We would like to inform you that, due to the draft bill (RefE), the reporting process for the Supply Chain Due Diligence Act (LkSG) has now been paused, and the reporting obligation has been temporarily suspended to prevent companies from having to submit duplicate reports.

Conclusion

The CSRD implementation in Germany is accompanied by the adoption of laws, regulations, and other legal instruments at the national level.

These laws specify the provisions of the EU directive and integrate them into the existing national legal system. Unlike the EU directive, the national laws and regulations resulting from the implementation are directly applicable in each respective country. Companies and individuals are required to comply with these national regulations. Given that the rules and guidelines at the EU level are already highly complex, it is important that this complexity is not further increased for companies based in Germany.

With the CSRD Implementation Act, which includes significant amendments to the German Commercial Code (HGB), companies will be required to expand their reporting on environmental, social, and governance (ESG) aspects. This not only requires an adjustment to reporting processes but also presents an opportunity to sustainably strengthen the company’s image and strategically position itself better.

It is clear that the Corporate Sustainability Reporting Directive (CSRD) is far more than just a bureaucratic hurdle, and medium-sized companies should view the CSRD reporting obligation as an opportunity to prepare for the future and improve their market position. Learn more in another article about how to get started with integrating sustainability into your company.

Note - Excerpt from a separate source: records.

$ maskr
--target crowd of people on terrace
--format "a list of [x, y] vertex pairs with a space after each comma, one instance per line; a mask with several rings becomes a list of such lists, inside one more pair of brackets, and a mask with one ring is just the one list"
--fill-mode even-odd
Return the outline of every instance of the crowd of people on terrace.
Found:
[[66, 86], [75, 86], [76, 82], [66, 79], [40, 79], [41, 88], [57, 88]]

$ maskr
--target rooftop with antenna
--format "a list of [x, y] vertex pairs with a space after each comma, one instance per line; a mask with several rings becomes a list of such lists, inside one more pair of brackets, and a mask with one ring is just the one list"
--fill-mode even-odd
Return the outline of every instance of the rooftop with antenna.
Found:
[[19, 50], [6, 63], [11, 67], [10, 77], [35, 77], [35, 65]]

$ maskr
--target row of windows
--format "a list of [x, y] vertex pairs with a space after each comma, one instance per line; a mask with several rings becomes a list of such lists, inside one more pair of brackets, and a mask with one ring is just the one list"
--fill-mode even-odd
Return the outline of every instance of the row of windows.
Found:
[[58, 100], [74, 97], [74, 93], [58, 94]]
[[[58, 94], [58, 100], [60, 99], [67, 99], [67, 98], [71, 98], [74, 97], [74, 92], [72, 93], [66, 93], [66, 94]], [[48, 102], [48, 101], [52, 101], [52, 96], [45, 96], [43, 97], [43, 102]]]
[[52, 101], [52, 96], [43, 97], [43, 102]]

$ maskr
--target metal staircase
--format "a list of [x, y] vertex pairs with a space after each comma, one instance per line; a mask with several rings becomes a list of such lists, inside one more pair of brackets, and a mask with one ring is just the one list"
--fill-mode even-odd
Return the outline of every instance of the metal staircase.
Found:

There may be differences in implementation across individual EU member states, as national-specific needs are taken into account when transposing the directive into national law.

FAQ
What is the CSRD, and how is it being implemented in Germany?

The Corporate Sustainability Reporting Directive (CSRD) expands the EU requirements for non-financial reporting and aims for a more comprehensive disclosure of environmental, social, and governance (ESG) aspects. In Germany, the CSRD is transposed into national law through the CSRD Implementation Act, which introduces significant amendments to the German Commercial Code (HGB).

What requirements does the CSRD impose on companies in Germany?

Companies in Germany will soon be required to disclose not only their financial performance but also their environmental and social impact in detail. They must comply with the European Sustainability Reporting Standards (ESRS) and conduct a materiality analysis to identify and prioritize relevant sustainability topics.

What opportunities and challenges does the CSRD implementation present for companies?

The CSRD introduces additional administrative effort for companies but also presents an opportunity to gain a competitive advantage and enhance their corporate image through improved sustainability practices. Companies must adapt and expand their reporting processes to meet the new requirements and position themselves for the future.

Are there differences in the implementation of the CSRD across EU member states?

Yes, differences may arise, as the transposition into national law takes into account country-specific needs. However, the national laws and regulations resulting from the CSRD implementation are directly applicable within each country, and companies are required to comply with these national provisions.